Esas No: 2019/5226
Karar No: 2022/3259
Karar Tarihi: 25.05.2022
Danıştay 4. Daire 2019/5226 Esas 2022/3259 Karar Sayılı İlamı
Danıştay 4. Daire Başkanlığı 2019/5226 E. , 2022/3259 K."İçtihat Metni"
T.C.
D A N I Ş T A Y
DÖRDÜNCÜ DAİRE
Esas No : 2019/5226
Karar No : 2022/3259
TEMYİZ EDEN (DAVACI) : … Madeni Yağlar Sanayi ve Ticaret Limited Şirketi
VEKİLİ : Av. …
KARŞI TARAF (DAVALI) : … Vergi Dairesi Başkanlığı
VEKİLİ : Av. …
İSTEMİN KONUSU : … Bölge İdare Mahkemesi ... Vergi Dava Dairesinin … tarih ve E:…, K:… sayılı kararının temyizen incelenerek bozulması istenilmektedir.
YARGILAMA SÜRECİ :
Dava konusu istem: Davacı adına, 2014 yılında komisyon karşılığında sahte fatura düzenlediğinin ve ithal ettiği özel tüketim vergisine tabi malları kayıt dışı sattığının tespit edildiğinden bahisle 2014 yılı için tarh edilen kurumlar vergisinin ve tekerrür hükümleri de uygulanarak kesilen vergi ziyaı cezasının kaldırılması istenilmiştir.

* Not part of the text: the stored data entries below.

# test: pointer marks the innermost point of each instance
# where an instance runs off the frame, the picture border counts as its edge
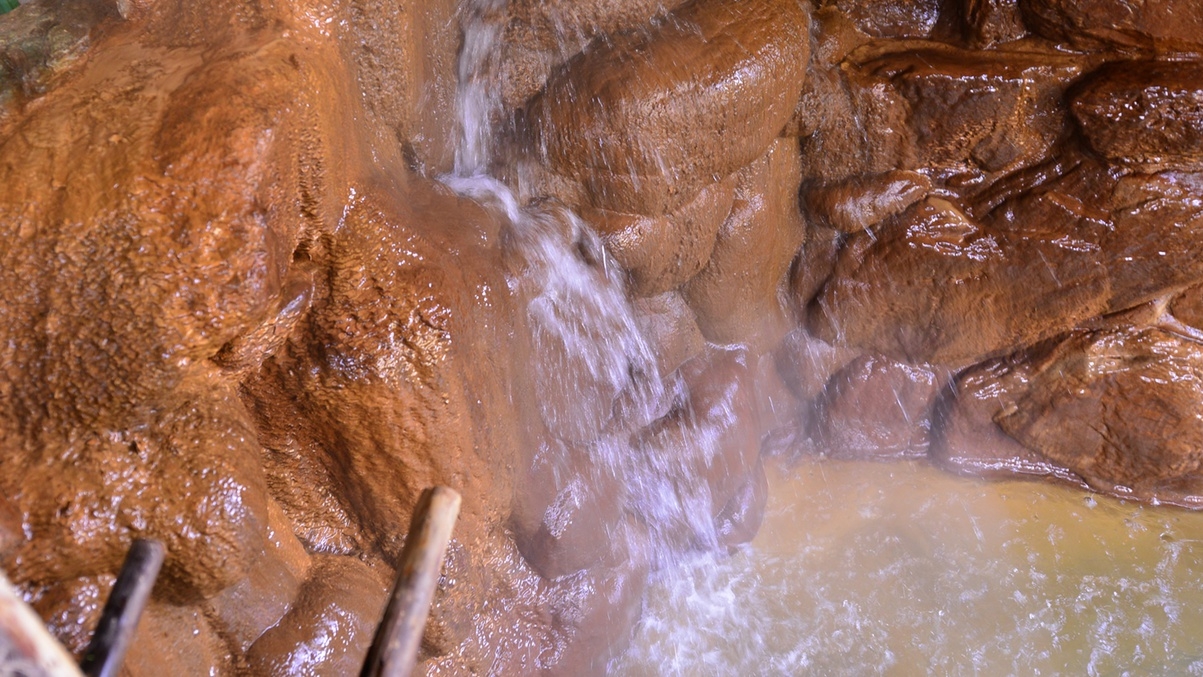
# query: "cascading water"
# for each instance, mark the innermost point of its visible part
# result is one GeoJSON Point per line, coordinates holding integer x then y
{"type": "Point", "coordinates": [919, 580]}
{"type": "Point", "coordinates": [597, 376]}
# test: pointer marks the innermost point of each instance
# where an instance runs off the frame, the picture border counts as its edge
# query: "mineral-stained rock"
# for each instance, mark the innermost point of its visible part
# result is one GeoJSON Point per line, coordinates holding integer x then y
{"type": "Point", "coordinates": [329, 628]}
{"type": "Point", "coordinates": [566, 510]}
{"type": "Point", "coordinates": [1119, 409]}
{"type": "Point", "coordinates": [178, 634]}
{"type": "Point", "coordinates": [876, 408]}
{"type": "Point", "coordinates": [662, 253]}
{"type": "Point", "coordinates": [713, 435]}
{"type": "Point", "coordinates": [1156, 242]}
{"type": "Point", "coordinates": [741, 517]}
{"type": "Point", "coordinates": [647, 118]}
{"type": "Point", "coordinates": [952, 291]}
{"type": "Point", "coordinates": [738, 295]}
{"type": "Point", "coordinates": [807, 363]}
{"type": "Point", "coordinates": [997, 110]}
{"type": "Point", "coordinates": [853, 124]}
{"type": "Point", "coordinates": [812, 266]}
{"type": "Point", "coordinates": [1187, 307]}
{"type": "Point", "coordinates": [1162, 28]}
{"type": "Point", "coordinates": [670, 328]}
{"type": "Point", "coordinates": [404, 65]}
{"type": "Point", "coordinates": [892, 18]}
{"type": "Point", "coordinates": [965, 437]}
{"type": "Point", "coordinates": [858, 203]}
{"type": "Point", "coordinates": [1085, 243]}
{"type": "Point", "coordinates": [540, 34]}
{"type": "Point", "coordinates": [990, 22]}
{"type": "Point", "coordinates": [1144, 113]}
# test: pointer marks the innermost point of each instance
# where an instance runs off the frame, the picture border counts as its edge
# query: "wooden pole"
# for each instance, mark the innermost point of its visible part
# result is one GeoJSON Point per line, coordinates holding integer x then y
{"type": "Point", "coordinates": [25, 646]}
{"type": "Point", "coordinates": [395, 647]}
{"type": "Point", "coordinates": [125, 603]}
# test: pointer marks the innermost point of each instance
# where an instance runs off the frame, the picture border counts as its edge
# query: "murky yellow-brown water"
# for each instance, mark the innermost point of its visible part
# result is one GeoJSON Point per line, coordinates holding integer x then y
{"type": "Point", "coordinates": [901, 569]}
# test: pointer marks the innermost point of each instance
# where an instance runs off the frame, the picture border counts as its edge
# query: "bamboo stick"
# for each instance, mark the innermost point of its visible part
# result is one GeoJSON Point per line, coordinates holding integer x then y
{"type": "Point", "coordinates": [123, 610]}
{"type": "Point", "coordinates": [395, 647]}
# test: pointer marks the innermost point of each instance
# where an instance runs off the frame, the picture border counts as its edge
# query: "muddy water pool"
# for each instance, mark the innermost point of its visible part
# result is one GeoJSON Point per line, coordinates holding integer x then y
{"type": "Point", "coordinates": [901, 569]}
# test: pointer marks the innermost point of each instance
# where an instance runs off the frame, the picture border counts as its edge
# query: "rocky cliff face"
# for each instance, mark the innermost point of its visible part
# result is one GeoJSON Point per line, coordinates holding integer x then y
{"type": "Point", "coordinates": [241, 316]}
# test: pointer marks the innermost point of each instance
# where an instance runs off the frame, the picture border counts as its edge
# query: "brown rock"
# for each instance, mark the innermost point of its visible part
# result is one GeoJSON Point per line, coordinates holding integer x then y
{"type": "Point", "coordinates": [1168, 27]}
{"type": "Point", "coordinates": [541, 34]}
{"type": "Point", "coordinates": [740, 520]}
{"type": "Point", "coordinates": [404, 61]}
{"type": "Point", "coordinates": [649, 118]}
{"type": "Point", "coordinates": [853, 124]}
{"type": "Point", "coordinates": [670, 328]}
{"type": "Point", "coordinates": [738, 295]}
{"type": "Point", "coordinates": [1115, 409]}
{"type": "Point", "coordinates": [995, 110]}
{"type": "Point", "coordinates": [662, 253]}
{"type": "Point", "coordinates": [996, 289]}
{"type": "Point", "coordinates": [596, 612]}
{"type": "Point", "coordinates": [892, 18]}
{"type": "Point", "coordinates": [564, 511]}
{"type": "Point", "coordinates": [71, 609]}
{"type": "Point", "coordinates": [1144, 113]}
{"type": "Point", "coordinates": [965, 437]}
{"type": "Point", "coordinates": [776, 403]}
{"type": "Point", "coordinates": [246, 610]}
{"type": "Point", "coordinates": [876, 408]}
{"type": "Point", "coordinates": [807, 363]}
{"type": "Point", "coordinates": [1187, 307]}
{"type": "Point", "coordinates": [177, 634]}
{"type": "Point", "coordinates": [330, 627]}
{"type": "Point", "coordinates": [715, 437]}
{"type": "Point", "coordinates": [1120, 409]}
{"type": "Point", "coordinates": [812, 266]}
{"type": "Point", "coordinates": [861, 202]}
{"type": "Point", "coordinates": [990, 22]}
{"type": "Point", "coordinates": [1156, 243]}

İlk Derece Mahkemesi kararının özeti: … Vergi Mahkemesince verilen … tarih ve E:…, K:… sayılı kararda; tarhiyatın dayanağı olan … tarih ve … sayılı Vergi Tekniği Raporunda hem davacı şirket, hem alım yaptığı şirketler hem de satış yaptığı şirketler hakkında yapılan inceleme ve değerlendirmelerden; davacı şirketin sahte ve muhteviyatı itibariyle yanıltıcı belge düzenlediği, tüm alış ve satış faturalarının sahte olduğu, envanterde bulunan emtianın da alışlarının sahte olması nedeniyle yeni ürün üretiminde kullanılmadığı ve kayıt dışı satılmış olduğu sonucuna varıldığından yapılan vergi ziyaı cezalı kurumlar vergisi tarhiyatında hukuka aykırılık bulunmadığı, 213 sayılı Vergi Usul Kanunu'nun 339. maddesinde yazılı (cezada) tekerrür hükümlerinin uygulanabilmesi için, tekerrüre esas vergi ziyaı cezasından önceki beş yıllık süre içerisinde vergi ziyaına sebebiyet verilmiş olması, bundan dolayı cezanın kesilmiş ve tekerrüre esas vergi ziyaı cezasının kesildiği yıldan önce kesinleşmiş olması gerektiği; olayda da, uyuşmazlığa konu cezanın ait olduğu 2014 yılından önce, davacı adına kesilmiş ve tarhiyat sonrası uzlaşma sonucunda 05/09/2012 tarihinde kesinleşmiş vergi ziyaı cezası bulunduğu anlaşıldığından, kesilen vergi ziyaı cezalarına tekerrür hükümleri uygulanmasında da hukuka aykırılık bulunmadığı sonucuna ulaşılmıştır. Belirtilen gerekçelerle davanın reddine karar verilmiştir.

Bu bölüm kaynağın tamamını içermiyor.